8. The system according to any one of claims 1 to 7, wherein the processor is further configured to train the machine learning model based on a set of observed data points, and embed the representation value of the geographical location into the machine learning model.

9. A method of training a machine learning model with a geographical location comprising: obtaining a geolocation index for the geographical location; splitting the geolocation index into a plurality of geolocation indexes each having different scales; embedding each of the plurality of geolocation indexes to obtain a plurality of values relating to latitude and longitude for the plurality of geolocation indexes respectively; aggregating the plurality of values to obtain a representation value of the geographical location; and training the machine learning model using the representation value of the geographical location.

10. The method according to claim 9, wherein the plurality of geolocation indexes each having different scales includes the obtained geolocation index and one or more coarser level geolocation indexes than the obtained geolocation index.
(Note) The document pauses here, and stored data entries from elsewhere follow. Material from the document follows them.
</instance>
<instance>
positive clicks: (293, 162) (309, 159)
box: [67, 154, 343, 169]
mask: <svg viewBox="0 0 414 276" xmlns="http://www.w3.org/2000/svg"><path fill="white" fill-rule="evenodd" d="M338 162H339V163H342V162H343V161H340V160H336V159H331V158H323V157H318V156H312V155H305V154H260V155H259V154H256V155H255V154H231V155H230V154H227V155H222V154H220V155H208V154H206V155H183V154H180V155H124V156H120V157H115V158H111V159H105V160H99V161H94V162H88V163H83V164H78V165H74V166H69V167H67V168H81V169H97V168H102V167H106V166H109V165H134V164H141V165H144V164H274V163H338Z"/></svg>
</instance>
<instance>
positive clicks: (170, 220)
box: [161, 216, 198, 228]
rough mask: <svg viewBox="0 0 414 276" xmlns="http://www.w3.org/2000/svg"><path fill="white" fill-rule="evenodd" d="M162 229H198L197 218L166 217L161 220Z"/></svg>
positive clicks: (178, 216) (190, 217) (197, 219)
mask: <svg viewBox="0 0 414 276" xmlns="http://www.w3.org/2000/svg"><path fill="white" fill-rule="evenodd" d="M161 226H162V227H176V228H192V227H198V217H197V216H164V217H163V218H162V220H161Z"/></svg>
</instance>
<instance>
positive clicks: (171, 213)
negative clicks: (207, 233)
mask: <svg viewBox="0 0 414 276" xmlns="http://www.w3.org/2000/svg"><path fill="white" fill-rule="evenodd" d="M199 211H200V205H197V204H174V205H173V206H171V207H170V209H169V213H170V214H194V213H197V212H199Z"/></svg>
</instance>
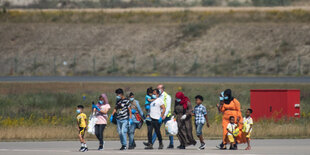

11. The method according to claim 9 or claim 10, wherein the geolocation index includes a geohash.

12. The method according to claim 11, wherein where the geolocation index is the geohash, the method further comprises: gradually removing one or more characters from an end of the geohash to obtain one or more geohashes each having different scales.

13. The method according to claim 12, wherein number of a plurality of geohashes each having different scales is same as a length of the geohash.

14. The method according to any one of claims 11 to 13, wherein embedding each of the plurality of geolocation indexes comprises: embedding the each of the plurality of geolocation indexes by latitude-longitude embedding, and geohash embedding for naive embedding.

15. The method according to any one of claims 9 to 14, wherein aggregating the plurality of values comprises: calculating an average of the plurality of values to obtain the representation value of the geographical location.

16. The method according to any one of claims 9 to 15, wherein training the machine learning model comprises: training the machine learning model based on a set of observed data points; and embedding the representation value of the geographical location into the machine learning model.

17. A data processing apparatus configured to perform the method of any one of claims 9 to 16.

18. A computer program element comprising program instructions, which, when executed by one or more processors, cause the one or more processors to perform the method of any one of claims 9 to 16.